Shavkat is a London –based artist sculptor, a graduate from the Art Academy in Moscov, Russia. In 2003 he was awarded an RBA from the The Royal Society of British Artists Sculpture.
“Majority of my pieces have grown from the notion of the universality of life and order within varying forms of life, has no real variety only differing levels of disorder or discontinuity. All living things have, by definition, their own energy and although they involve great structural variety of form, movement and energy are the essence of being. I have attempted to bring forms to their structural minimum and reconstitute the individual parts into collective in order to bring the universality of being from the collective unconscious into the consciousness of (those who interact with the works) the viewers. ” Says the artist about his work.
A Fine Art graduate of Falmouth University, Teresa creates a timeless zone where you may lose yourself for a while. Since she nearly died many years ago, she has given creative expression to the transcendent light she was aware of during her Near Death Experience. Inner vision from daily meditation reminds her of this Light. In paint, she re-captures her experience of moments out of time. Her work is a conjuring up of the unseen - an evocation of incorporeal energies. Despite this, the physicality of the oil dictates the finished form of the work; she uses instinctive mark-making within a strict process of layering and waiting, concealment and revelation. For Teresa, the fascination ofpainting is in the process: the hidden layers (like the internal workings of our bodies) give the work its life. Her layering and glazing technique is very slow, so slowness/time is encapsulated within the layers of each piece.

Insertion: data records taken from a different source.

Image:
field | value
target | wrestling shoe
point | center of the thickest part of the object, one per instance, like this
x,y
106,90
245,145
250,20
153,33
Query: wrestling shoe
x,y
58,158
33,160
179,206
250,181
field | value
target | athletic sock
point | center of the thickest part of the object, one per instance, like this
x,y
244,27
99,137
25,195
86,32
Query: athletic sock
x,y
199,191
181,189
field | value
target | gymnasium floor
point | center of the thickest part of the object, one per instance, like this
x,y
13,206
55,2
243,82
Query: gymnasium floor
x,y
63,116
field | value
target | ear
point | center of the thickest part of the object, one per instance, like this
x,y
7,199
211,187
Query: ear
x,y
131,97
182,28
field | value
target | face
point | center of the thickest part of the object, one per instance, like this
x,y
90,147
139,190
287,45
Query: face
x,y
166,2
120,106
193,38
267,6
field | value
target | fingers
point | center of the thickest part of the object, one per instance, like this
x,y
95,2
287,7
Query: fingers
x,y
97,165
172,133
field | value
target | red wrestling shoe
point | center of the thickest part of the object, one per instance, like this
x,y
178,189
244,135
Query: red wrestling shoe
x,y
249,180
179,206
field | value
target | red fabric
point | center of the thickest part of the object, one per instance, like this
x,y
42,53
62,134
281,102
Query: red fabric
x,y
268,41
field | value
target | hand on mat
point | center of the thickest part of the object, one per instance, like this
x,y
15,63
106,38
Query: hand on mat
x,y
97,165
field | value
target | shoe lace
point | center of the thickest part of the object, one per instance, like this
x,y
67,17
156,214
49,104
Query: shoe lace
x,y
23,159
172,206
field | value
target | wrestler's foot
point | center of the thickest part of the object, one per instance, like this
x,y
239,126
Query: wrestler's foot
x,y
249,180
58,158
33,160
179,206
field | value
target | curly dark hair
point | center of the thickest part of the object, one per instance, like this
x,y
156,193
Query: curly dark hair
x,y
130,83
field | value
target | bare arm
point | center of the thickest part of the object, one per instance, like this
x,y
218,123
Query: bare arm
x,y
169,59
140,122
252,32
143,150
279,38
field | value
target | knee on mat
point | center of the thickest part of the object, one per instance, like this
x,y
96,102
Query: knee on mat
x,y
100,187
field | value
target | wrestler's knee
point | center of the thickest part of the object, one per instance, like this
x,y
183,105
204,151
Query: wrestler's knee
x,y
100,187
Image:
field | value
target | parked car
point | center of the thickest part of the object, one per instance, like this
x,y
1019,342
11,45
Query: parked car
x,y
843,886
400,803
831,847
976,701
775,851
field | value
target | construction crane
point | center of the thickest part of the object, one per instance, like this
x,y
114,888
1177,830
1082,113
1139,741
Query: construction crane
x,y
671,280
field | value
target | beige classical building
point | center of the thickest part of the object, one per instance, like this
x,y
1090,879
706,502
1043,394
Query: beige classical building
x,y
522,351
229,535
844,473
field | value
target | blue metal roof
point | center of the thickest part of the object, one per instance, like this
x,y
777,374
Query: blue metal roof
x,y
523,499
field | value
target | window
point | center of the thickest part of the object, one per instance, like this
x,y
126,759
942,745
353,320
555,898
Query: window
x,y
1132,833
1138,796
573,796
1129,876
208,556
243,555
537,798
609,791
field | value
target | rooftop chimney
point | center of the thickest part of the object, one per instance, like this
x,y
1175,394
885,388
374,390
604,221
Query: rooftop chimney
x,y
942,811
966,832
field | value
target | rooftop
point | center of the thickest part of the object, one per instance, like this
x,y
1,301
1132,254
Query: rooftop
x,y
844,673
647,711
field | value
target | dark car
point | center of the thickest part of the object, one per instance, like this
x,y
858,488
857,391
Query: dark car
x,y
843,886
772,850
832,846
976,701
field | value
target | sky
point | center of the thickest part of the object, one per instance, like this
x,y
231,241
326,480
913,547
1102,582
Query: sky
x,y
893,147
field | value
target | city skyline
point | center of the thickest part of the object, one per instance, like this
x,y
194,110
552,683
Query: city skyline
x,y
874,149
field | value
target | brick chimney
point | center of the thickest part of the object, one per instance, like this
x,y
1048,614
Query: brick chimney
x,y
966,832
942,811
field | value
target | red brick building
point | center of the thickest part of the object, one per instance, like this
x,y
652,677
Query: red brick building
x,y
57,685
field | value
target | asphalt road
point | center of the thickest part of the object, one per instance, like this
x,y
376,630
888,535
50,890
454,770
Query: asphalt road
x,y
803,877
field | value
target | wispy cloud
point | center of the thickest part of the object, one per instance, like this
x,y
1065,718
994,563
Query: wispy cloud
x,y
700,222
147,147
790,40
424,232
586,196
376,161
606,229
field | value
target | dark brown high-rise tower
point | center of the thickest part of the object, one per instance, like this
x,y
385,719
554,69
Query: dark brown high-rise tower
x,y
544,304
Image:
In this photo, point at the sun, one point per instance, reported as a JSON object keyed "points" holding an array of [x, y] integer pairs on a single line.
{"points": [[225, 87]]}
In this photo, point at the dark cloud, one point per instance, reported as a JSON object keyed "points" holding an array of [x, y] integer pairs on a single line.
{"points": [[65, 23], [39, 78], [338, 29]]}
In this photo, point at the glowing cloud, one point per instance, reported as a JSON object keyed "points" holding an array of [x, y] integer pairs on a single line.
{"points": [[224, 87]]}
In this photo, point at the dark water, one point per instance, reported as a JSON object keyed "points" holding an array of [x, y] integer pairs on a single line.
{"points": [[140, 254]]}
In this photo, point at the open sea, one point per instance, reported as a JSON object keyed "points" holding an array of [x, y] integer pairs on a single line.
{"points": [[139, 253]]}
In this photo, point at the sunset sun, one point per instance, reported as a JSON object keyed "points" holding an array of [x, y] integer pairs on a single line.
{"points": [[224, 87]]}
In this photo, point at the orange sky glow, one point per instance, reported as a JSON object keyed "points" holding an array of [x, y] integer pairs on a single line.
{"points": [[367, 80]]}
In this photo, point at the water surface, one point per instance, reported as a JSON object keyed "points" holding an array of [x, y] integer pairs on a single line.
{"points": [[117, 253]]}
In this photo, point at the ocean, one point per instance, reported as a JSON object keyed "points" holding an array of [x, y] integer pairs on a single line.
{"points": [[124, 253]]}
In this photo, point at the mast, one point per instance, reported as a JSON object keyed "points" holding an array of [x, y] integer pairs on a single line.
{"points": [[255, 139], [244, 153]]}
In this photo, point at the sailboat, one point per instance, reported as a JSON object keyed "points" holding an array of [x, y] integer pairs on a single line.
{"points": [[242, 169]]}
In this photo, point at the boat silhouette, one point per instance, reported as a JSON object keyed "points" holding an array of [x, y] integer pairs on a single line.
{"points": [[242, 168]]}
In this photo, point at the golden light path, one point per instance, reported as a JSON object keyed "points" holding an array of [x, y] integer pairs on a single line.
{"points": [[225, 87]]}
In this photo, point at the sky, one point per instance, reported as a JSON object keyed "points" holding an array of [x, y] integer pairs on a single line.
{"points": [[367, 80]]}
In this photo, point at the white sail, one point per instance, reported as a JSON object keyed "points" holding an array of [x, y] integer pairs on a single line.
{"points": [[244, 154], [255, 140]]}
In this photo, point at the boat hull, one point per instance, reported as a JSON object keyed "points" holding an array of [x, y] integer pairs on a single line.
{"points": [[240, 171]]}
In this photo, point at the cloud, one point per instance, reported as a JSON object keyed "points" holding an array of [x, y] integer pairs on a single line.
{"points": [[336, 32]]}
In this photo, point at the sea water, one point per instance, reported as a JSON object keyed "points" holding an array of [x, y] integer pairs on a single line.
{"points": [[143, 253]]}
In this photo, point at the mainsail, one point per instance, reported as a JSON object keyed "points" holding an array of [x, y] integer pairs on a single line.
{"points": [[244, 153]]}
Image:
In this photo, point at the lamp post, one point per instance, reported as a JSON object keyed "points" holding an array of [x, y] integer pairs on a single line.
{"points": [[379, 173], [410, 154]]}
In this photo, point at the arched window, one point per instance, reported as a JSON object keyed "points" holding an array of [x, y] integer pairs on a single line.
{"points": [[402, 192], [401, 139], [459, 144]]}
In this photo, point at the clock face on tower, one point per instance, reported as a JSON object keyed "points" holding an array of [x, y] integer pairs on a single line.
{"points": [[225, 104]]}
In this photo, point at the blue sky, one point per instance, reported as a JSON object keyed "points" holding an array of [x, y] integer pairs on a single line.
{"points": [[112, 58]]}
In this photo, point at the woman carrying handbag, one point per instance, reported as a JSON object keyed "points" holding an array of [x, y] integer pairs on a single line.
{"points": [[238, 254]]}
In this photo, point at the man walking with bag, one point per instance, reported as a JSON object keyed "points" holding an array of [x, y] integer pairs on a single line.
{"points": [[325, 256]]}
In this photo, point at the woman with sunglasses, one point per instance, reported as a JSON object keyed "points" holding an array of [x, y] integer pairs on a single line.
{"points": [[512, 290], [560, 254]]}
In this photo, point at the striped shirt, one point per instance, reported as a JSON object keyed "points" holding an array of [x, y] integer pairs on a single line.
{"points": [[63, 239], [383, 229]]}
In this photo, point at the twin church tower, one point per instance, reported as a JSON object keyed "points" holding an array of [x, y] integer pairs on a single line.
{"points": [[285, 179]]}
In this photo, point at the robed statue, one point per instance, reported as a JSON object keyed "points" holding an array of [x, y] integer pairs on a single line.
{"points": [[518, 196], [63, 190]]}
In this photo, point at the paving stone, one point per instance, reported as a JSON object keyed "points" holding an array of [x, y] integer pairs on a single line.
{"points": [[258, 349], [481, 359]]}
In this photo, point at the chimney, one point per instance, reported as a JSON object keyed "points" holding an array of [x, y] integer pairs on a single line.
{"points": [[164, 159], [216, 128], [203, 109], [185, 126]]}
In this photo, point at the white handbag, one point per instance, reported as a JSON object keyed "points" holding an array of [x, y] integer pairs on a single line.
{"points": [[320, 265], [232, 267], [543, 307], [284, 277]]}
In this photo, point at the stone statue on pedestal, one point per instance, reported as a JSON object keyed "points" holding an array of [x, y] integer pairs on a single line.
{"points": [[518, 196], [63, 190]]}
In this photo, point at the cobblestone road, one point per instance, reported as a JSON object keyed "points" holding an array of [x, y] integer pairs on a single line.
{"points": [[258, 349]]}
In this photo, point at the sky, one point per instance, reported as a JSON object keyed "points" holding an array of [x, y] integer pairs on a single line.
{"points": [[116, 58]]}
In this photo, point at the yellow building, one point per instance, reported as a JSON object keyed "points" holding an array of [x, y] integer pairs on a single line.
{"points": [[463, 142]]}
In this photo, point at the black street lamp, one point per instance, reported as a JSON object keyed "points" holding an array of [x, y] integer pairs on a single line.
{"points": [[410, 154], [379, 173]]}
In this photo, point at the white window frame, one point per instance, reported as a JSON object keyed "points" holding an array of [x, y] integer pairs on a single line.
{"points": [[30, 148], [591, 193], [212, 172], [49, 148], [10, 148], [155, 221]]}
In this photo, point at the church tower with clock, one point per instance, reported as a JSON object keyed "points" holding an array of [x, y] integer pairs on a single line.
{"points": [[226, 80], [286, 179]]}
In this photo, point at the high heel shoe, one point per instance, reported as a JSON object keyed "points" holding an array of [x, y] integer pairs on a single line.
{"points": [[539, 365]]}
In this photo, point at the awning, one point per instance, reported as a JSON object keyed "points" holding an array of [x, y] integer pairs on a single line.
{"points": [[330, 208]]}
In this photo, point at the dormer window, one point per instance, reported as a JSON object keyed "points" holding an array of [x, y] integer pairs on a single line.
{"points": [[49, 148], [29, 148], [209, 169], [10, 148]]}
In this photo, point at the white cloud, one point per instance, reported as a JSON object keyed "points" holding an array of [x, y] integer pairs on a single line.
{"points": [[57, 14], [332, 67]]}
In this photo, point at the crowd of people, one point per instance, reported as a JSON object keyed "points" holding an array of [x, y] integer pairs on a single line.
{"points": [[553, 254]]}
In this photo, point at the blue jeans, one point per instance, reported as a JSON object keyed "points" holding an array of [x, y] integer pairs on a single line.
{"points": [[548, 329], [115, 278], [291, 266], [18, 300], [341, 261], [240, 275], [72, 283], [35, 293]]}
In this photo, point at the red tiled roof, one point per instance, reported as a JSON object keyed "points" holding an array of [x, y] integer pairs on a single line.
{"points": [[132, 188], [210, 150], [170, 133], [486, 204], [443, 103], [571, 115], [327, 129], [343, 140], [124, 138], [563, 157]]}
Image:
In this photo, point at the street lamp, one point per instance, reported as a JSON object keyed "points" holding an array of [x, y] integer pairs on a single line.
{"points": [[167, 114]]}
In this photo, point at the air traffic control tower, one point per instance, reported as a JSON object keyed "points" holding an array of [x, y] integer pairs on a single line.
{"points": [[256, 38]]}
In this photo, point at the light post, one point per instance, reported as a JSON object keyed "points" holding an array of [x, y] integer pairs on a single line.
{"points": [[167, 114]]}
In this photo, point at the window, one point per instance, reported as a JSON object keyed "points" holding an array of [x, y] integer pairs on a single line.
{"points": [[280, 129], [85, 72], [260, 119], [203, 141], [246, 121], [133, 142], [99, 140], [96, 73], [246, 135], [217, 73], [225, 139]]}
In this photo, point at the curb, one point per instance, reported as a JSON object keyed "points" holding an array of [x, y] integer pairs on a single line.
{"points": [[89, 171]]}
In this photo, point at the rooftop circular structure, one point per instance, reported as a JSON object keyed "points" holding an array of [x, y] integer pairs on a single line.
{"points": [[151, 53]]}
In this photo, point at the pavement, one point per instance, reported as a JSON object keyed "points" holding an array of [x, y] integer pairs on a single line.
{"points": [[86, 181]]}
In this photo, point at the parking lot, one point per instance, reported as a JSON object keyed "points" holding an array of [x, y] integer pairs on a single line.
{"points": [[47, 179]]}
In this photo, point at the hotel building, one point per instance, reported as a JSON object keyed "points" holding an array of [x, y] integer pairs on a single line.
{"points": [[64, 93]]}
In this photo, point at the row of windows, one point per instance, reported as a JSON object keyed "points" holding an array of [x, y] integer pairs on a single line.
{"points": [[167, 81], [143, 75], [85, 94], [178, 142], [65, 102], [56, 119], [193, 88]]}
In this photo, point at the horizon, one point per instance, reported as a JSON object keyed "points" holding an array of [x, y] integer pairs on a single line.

Since her degree show in 2002, her painting has developed organically and instinctively, and though still emerging from her inner core, her current work reveals an authentic individual signature style. Many of Teresa’s works have found homes in therapeutic locations: buyers range from a consultant psychiatrist to osteopathy, yoga and acupuncture practices, hospices, and Dame Stephanie Shirley`s school for autistic young adults.